Yeah, it's all a bit sad. It's a workaround for a toolchain shortcoming,
and it does save 100 to 200 kbytes. If I'd been smarter I'd have
passed __LINE__ into out_of_line_bug(). It's only the string which
is a problem.


There is a sneaky new featurette, btw. We sometimes see BUG
reports where the reporter failed to report the file-and-line.
But it's still available in the oops record:

Code: 0f 0b c2 05 d8 36 92 f0 83 c4 14 5b 5e 5f 5d c3 8d 76 00 8d
^^^^^
This is the line number


-

2002-04-09 21:08:14

by Andrea Arcangeli

[permalink] [raw]
Subject: Re: BUG: 2.4.19-pre6aa1

On Tue, Apr 09, 2002 at 11:50:55AM -0700, Andrew Morton wrote:
> Andrea Arcangeli wrote:
> >
> > On Tue, Apr 09, 2002 at 02:13:00AM -0700, Andrew Morton wrote:
> > > Andrey Nekrasov wrote:
> > > >
> > > > ..
> > > > >>EIP; e0115c1c <out_of_line_bug+0/14> <=====
> > > > Trace; e012069a <copy_page_range+1da/334>
> > > > Trace; e0114caa <copy_mm+222/2bc>
> > > > Trace; e01154b6 <do_fork+42e/744>
> > > > Trace; e0107270 <sys_fork+14/1c>
> > >
> > > hmm. That out-of-line stuff has obfuscated the trace
> > > a bit. It died in kunmap_atomic or kmap_atomic, part
> > > of Andrea's pte-highmem additions.
> > >
> > > I guess the out-of-line bug should be if !CONFIG_DEBUG_KERNEL.
> >
> > I didn't complained yet but the whole point of the BUG() was to get such
> > a printk in the right place.
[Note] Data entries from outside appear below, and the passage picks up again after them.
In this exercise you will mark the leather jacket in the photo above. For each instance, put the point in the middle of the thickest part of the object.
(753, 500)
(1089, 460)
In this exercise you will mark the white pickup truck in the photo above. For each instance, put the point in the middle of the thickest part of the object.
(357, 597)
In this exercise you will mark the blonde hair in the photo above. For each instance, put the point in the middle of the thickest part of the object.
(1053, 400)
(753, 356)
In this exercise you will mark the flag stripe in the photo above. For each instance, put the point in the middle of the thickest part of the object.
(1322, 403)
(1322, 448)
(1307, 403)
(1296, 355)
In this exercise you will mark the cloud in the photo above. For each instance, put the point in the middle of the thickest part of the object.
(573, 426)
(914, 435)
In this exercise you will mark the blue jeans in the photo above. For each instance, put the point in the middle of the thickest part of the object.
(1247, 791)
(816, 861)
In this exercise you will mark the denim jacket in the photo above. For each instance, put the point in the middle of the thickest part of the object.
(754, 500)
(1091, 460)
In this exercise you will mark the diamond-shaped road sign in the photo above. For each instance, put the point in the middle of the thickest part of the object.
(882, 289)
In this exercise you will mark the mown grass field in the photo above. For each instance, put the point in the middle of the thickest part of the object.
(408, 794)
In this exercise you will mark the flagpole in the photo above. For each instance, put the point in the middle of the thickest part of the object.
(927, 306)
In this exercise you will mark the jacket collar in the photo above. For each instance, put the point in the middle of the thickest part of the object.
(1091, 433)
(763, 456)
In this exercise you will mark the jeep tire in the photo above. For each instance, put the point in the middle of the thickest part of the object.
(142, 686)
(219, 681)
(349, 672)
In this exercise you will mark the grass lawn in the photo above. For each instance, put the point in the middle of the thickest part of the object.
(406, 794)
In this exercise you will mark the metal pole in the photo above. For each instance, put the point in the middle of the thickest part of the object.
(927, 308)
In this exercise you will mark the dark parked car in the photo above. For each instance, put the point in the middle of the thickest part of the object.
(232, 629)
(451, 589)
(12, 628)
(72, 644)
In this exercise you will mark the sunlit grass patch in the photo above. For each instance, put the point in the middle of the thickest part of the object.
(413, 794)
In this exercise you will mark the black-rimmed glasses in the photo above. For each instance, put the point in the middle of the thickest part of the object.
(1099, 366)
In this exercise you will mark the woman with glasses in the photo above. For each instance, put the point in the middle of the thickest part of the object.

Now the above report is trivial and the
> > debugging check triggered a false positive bugcheck due
> > CONFIG_DEBUG_HIGHMEM=y (I always compile with =n and that's why I didn't
> > triggered it here), but sometime it isn't that easy to find it out, in
> > particular when there are plenty of BUG()s in a row like in
> > page_alloc.c, so I disagree with the merger of the out_of_line_bug in
> > mainline.
>
> No, you misunderstand. All the BUG()s in .c files are unchanged.
>
> out_of_line_bug() is used in one place only: in inline functions
> which appear in commonly-included header files.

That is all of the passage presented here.